# What is the difference between $|+\rangle$ and $|-\rangle$?

What is the difference between $$|+\rangle$$ and $$|-\rangle$$. I was reading about quantum states and found that $$|+\rangle$$ and $$|-\rangle$$ represent state in superposition of other states. I was just wondering what is the difference between both of them, being in the state of superposition means qubit is 0 and 1 at the same time. So why do we need two different representation of the 'same' state called superposition?

• Please do not feel ofended but I would suggest you to read some basics on quantum computing. I think this would be good start: qiskit.org/textbook/ch-states/introduction.html May 18, 2022 at 17:24
• Sure I will do it.. @Martin May 19, 2022 at 0:38

## 3 Answers

States with different complex amplitudes are simply different states with different observable consequences. They are not the same. We need them because they describe the outcomes of measurements.

To give a little insight, I like to think of an experiment using a two-level system. Let's arbitrarily label these two levels as $$|0\rangle$$ and $$|1\rangle$$. Let's say I start in level $$|0\rangle$$, but I want to create level $$|1\rangle$$. There'll be a physical process that lets me do this. It might, for example, involve shining a laser on the system for a specific time $$t_0$$. So, we have a process that goes $$|0\rangle\xrightarrow{\quad t_0\quad} |1\rangle.$$ Similarly, had I started with $$|1\rangle$$, I would have to achieve $$|1\rangle\xrightarrow{\quad t_0\quad} |0\rangle.$$

Now, let me ask what happens if I start from $$|0\rangle$$, shine the laser for time $$t_0/2$$, stop for a bit, then shine the laser for another $$t_0/2$$?

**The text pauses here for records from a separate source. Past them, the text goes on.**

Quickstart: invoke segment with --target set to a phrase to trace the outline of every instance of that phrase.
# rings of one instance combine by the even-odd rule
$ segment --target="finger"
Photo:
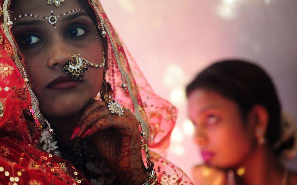
[[[94,99],[91,99],[87,107],[80,114],[77,125],[79,126],[84,119],[90,113],[93,111],[96,107],[99,106],[104,105],[107,106],[107,103],[103,101]]]
[[[93,125],[88,135],[92,135],[99,130],[113,127],[117,130],[122,135],[131,136],[136,129],[139,130],[138,124],[135,120],[130,118],[110,114]]]
[[[110,111],[109,110],[109,111],[110,112]],[[107,116],[108,114],[110,114],[110,112],[108,112],[109,113],[106,113],[106,114],[105,115],[104,115],[104,114],[103,113],[101,114],[101,116],[100,116],[100,117],[99,116],[98,117],[97,117],[96,119],[93,119],[89,123],[87,123],[86,122],[83,122],[83,123],[81,124],[81,126],[82,126],[83,127],[82,129],[82,131],[81,132],[81,133],[83,133],[84,130],[85,129],[86,129],[86,128],[84,128],[85,127],[84,126],[85,125],[85,125],[86,125],[85,127],[86,127],[87,128],[89,128],[89,127],[90,127],[96,121],[98,121],[100,119],[104,117]],[[91,114],[89,114],[89,115],[91,115]],[[136,118],[136,117],[133,114],[133,113],[132,113],[130,111],[125,111],[124,112],[124,115],[122,115],[122,116],[127,117],[133,119],[135,119],[135,121],[137,121],[137,119]],[[88,116],[87,116],[86,119],[87,119],[87,118],[88,118]],[[93,123],[92,124],[92,123]],[[91,124],[90,124],[90,123]],[[90,128],[89,128],[84,133],[83,133],[83,134],[82,134],[81,133],[80,133],[79,134],[77,135],[77,136],[79,136],[80,135],[81,135],[81,137],[82,138],[84,138],[87,135],[89,135],[89,133],[90,132],[91,132],[91,130]]]
[[[107,115],[111,114],[106,105],[100,105],[85,117],[79,126],[81,129],[77,136],[79,137],[95,123]]]

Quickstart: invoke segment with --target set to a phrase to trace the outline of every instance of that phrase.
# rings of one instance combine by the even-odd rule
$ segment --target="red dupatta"
[[[9,1],[0,1],[3,9],[0,28],[0,183],[90,184],[69,162],[35,147],[45,126],[44,118],[26,80],[24,59],[7,25]],[[164,149],[174,126],[176,108],[154,92],[100,3],[94,0],[89,2],[98,25],[102,22],[107,32],[105,78],[112,85],[113,98],[142,121],[150,148]],[[128,85],[126,90],[122,87],[122,75]],[[151,153],[161,184],[193,184],[180,169]]]

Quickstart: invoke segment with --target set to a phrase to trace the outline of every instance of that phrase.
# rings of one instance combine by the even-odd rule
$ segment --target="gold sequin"
[[[237,170],[237,174],[238,176],[242,176],[245,172],[246,170],[244,168],[241,167]]]
[[[14,181],[16,182],[18,182],[19,180],[19,179],[18,177],[16,177],[14,178]]]
[[[5,173],[4,173],[4,175],[5,175],[5,176],[6,176],[6,177],[8,177],[8,176],[9,176],[9,172],[7,171],[6,171],[6,172],[5,172]]]
[[[10,182],[13,182],[14,181],[14,178],[12,177],[11,177],[9,178],[9,180],[10,181]]]

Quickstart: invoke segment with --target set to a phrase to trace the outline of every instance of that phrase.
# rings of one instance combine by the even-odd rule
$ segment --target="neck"
[[[254,152],[241,164],[245,168],[241,176],[234,169],[236,184],[281,185],[284,169],[271,150],[266,145],[256,146]]]
[[[47,118],[54,129],[54,132],[56,133],[55,138],[60,145],[70,147],[73,146],[74,140],[70,140],[70,137],[76,125],[79,116],[79,114],[77,114],[68,117]]]

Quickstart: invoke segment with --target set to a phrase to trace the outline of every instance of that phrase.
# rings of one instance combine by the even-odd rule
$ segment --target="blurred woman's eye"
[[[210,114],[206,117],[206,124],[212,125],[218,121],[218,117],[214,114]]]
[[[68,37],[79,37],[83,35],[86,32],[85,29],[81,28],[74,28],[69,29],[66,33]]]
[[[37,36],[28,35],[23,38],[21,41],[21,43],[24,45],[32,45],[43,40]]]

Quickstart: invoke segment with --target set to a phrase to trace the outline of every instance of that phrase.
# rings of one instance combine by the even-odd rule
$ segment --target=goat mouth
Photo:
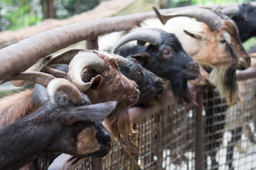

Well, the total evolution time is $$t_0$$, so you must achieve the $$0\rightarrow 1$$ transition. But, between those to $$t_0/2$$ pulses, what state was the atom in? In some sense, it's half way between $$0\rangle$$ and $$|1\rangle$$. But the same could be said for having started from $$|1\rangle$$ and evolved with the laser for $$t_0/2$$. So, how does the atom know that it started in $$|0\rangle$$ and is heading towards $$|1\rangle$$ and not the other way around?

Its state must contain some sort of record beyond simply "half way between 0 and 1" so that it "knows" where it's got to get to. That is exactly what the phase information on the complex amplitudes is giving you in this instance: $$(|0\rangle\pm|1\rangle)/\sqrt{2}$$ are both half way between 0 and 1 but are different states because they contain that extra information.

By superposition of the two states $$|0\rangle$$ and $$|1\rangle$$ we mean the state $$\alpha|0\rangle + \beta|1\rangle$$ where $$\alpha$$ and $$\beta$$ are complex numbers. So, superposition is a physical jargon for linear combination.

$$|+\rangle$$ refers to the case when $$\alpha = 1/\sqrt 2$$ and $$\beta = 1/\sqrt 2$$, and

$$|-\rangle$$ refers to the case when $$\alpha = 1/\sqrt 2$$ and $$\beta = -1/\sqrt 2$$

We say that $$|+\rangle$$ and $$|-\rangle$$ differ in the relative phase.

In terms of measurement probability distribution, there is no difference between ∣+⟩ and ∣−⟩ BUT even with the same measurement probability distributions there is a difference in how they interact with quantum gates. For example, the Hadamard—gate takes the state ∣0⟩ to the state ∣+⟩ and the state ∣1⟩ to the state ∣−⟩. Thus, the H gate sends the state ∣+⟩ back to the state ∣0⟩ and sends the state ∣−⟩ back to the state ∣1⟩. so we can say there is difference how ∣+⟩ and ∣−⟩ interact with quantum gates.

• it is not correct that "In terms of measurement probability distribution, there is no difference between ∣+⟩ and ∣−⟩". There is no difference only when you measure in the computational basis. You'll see a lot of difference measuring in the eigenbasis of $\sigma_x$, for example. See also quantumcomputing.stackexchange.com/a/1476/55 about this point
– glS
May 31, 2022 at 10:33